The department is staffed by 2 psychologists, a neuropsychologist and a speech therapist. There is also a part-time secretary. A committee of experts (internal members of the university) is established to analyse the medical reports and the appropriateness of the accommodations put in place. It meets 6 times a year. Diversity, inclusion and equality topics are mentioned in this department and at the university’s strategies, policies and work plans. At this university, decisions are taken by the expert committee. Reasonable accommodations are proposed by ASH members. Teachers are also consulted in the event of a conflict or specific question. The university is part of national networks. The outcomes from these networks are mostly the emphasis given on equity, so that differences (disabilities) are no longer a barrier to study.

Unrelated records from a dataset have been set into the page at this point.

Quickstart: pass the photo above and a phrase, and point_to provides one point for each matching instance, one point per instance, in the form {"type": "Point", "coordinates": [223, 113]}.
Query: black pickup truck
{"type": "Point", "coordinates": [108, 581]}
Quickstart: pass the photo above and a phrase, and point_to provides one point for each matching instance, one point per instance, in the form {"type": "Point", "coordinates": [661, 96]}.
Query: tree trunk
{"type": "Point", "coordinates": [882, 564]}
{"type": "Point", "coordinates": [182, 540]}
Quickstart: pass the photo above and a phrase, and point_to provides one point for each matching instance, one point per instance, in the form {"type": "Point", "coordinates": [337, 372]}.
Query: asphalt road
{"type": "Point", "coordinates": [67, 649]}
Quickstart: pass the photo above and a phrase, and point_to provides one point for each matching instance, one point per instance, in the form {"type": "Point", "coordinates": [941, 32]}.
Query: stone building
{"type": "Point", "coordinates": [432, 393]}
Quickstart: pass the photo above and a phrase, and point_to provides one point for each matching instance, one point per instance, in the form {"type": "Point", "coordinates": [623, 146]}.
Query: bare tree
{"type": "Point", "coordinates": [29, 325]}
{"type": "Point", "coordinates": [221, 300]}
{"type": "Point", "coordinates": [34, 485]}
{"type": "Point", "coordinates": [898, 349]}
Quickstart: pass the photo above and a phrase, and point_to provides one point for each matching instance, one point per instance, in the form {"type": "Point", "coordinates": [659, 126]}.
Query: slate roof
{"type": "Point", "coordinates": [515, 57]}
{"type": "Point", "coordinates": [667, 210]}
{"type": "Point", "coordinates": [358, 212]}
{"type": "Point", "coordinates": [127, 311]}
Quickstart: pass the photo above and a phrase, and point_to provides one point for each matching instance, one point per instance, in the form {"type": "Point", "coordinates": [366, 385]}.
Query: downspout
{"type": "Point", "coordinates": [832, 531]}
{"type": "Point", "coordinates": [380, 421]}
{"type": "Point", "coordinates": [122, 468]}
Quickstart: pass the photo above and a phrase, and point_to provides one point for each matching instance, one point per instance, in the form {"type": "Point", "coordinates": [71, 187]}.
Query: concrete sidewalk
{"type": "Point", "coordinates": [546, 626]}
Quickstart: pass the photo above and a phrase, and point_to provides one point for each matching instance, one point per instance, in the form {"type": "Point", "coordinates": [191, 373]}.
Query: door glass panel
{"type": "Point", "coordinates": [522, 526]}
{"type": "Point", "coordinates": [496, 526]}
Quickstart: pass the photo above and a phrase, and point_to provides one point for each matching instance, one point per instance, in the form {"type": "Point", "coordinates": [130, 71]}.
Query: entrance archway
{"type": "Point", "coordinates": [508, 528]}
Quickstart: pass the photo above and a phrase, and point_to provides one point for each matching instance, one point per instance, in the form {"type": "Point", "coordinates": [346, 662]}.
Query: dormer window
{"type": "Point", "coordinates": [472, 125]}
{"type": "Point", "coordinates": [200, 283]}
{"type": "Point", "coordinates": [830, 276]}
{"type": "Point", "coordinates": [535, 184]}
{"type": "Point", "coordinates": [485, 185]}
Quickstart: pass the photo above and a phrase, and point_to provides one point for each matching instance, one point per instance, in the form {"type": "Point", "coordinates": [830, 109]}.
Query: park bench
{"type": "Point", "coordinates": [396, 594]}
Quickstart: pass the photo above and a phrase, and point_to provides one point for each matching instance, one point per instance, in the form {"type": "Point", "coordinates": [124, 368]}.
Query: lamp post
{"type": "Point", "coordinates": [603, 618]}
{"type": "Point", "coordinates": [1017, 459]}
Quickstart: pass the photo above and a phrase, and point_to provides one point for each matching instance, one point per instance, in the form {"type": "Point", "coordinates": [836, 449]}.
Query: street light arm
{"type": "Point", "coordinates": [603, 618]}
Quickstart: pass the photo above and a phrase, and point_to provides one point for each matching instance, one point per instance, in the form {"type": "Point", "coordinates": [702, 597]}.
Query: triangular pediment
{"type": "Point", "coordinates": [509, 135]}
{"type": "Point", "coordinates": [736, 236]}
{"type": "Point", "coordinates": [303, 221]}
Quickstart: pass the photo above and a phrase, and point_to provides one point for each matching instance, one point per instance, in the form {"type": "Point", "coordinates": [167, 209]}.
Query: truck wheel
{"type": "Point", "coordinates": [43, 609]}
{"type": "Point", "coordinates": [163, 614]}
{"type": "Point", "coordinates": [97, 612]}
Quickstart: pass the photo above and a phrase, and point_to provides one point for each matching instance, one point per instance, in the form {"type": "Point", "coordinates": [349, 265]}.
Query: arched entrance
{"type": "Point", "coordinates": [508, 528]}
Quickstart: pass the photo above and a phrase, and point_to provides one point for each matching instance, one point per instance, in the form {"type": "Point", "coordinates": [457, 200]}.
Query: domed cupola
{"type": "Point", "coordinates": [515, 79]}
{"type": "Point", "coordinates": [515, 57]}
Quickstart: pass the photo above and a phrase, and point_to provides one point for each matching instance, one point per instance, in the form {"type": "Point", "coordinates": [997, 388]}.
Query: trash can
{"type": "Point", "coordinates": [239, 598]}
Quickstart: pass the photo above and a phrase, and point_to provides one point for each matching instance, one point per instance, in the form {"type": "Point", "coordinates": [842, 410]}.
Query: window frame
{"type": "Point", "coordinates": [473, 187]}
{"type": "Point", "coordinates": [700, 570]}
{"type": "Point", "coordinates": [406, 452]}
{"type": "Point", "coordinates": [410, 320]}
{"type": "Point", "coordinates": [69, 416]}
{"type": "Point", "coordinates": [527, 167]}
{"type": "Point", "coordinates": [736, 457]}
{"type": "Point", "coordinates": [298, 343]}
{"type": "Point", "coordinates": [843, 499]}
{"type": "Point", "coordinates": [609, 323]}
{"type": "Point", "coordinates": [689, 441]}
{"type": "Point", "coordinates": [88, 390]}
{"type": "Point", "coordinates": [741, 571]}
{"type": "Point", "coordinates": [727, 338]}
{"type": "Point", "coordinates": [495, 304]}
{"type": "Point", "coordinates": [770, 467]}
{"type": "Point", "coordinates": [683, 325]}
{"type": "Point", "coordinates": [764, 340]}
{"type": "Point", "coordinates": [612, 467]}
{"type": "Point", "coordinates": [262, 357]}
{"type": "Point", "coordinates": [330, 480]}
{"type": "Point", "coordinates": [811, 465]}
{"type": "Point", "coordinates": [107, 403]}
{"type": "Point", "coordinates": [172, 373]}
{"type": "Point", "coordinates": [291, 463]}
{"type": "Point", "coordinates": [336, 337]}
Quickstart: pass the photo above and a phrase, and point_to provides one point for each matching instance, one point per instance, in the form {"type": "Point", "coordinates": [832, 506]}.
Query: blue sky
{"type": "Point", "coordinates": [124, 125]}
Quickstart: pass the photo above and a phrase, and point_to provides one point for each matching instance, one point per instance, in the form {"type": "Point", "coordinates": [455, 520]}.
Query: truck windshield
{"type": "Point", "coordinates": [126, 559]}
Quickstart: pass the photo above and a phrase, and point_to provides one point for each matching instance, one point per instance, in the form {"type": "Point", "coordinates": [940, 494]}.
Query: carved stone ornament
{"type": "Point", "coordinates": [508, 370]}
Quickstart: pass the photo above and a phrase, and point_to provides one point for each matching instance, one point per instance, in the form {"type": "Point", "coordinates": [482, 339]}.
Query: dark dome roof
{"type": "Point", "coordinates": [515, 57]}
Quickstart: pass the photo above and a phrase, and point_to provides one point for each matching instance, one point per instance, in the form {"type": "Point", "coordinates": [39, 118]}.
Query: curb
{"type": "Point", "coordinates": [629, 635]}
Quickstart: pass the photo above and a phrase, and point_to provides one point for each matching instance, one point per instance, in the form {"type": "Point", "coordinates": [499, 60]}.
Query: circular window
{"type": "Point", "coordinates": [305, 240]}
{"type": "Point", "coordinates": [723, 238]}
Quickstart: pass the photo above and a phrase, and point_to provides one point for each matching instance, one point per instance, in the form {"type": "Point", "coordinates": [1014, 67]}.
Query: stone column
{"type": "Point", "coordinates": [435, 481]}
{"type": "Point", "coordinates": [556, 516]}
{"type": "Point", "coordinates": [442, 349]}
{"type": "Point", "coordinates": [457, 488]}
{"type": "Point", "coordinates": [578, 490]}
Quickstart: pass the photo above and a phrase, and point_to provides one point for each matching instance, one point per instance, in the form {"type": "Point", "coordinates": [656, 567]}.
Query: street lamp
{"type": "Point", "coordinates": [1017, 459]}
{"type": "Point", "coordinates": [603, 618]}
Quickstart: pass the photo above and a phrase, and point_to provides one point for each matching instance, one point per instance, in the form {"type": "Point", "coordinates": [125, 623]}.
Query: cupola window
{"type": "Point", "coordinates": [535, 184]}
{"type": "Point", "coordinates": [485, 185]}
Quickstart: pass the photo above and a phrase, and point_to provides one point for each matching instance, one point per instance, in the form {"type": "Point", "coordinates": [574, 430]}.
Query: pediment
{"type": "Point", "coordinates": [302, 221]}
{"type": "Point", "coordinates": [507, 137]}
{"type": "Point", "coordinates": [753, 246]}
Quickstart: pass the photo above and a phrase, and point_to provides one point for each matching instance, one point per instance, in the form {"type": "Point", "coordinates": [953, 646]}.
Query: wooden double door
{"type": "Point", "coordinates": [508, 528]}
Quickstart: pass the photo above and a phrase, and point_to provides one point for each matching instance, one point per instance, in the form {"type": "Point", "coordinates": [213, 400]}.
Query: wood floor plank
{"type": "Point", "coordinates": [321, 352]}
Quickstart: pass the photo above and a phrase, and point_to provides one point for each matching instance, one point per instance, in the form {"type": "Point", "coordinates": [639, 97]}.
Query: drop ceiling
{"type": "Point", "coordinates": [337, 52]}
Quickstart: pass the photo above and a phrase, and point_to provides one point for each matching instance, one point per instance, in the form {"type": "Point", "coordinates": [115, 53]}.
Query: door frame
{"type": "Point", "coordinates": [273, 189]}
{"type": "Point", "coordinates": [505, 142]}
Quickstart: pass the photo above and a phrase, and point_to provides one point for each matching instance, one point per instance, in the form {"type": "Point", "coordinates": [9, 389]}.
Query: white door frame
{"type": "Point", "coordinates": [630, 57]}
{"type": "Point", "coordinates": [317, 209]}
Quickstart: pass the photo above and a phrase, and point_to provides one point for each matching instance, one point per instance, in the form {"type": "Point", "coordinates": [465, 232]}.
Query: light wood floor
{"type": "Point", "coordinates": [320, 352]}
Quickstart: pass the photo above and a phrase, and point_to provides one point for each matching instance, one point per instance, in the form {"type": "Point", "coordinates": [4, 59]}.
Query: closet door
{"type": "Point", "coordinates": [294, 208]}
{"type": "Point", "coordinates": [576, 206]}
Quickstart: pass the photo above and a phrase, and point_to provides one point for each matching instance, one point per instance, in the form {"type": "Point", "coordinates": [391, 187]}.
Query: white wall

The main challenges to establishing this service were to maintain and properly distribute the budget allocated to students with disabilities and to change teachers’ attitudes (towards more open-mindedness). The main obstacle to ensuring the long-term sustainability of the service is to maintain or even to increase student numbers (to maintain the budget). Another obstacle could be a possible change in the law. The work of this office is totally independent, without the need for unpaid volunteers. The service is funded by the university’s social budget and the stability of this department is almost completely stable.
Liege University has a formal evaluation process of the service. An evaluation questionnaire is given to each student. It covers knowledge of the service, the facilities offered (personalized welcome, suitability of accommodation, satisfaction, etc.), individualized support (usefulness, possible improvements, etc.) and other service activities (awareness-raising, welcome day, etc.). The data is collected through a satisfaction survey (online form) that is sent to all students receiving support. The data is stored in an Excel file. The evaluation is available to members of the ASH department. Data is also shared with the institution and included report on actions taken to promote the success of undergraduate students.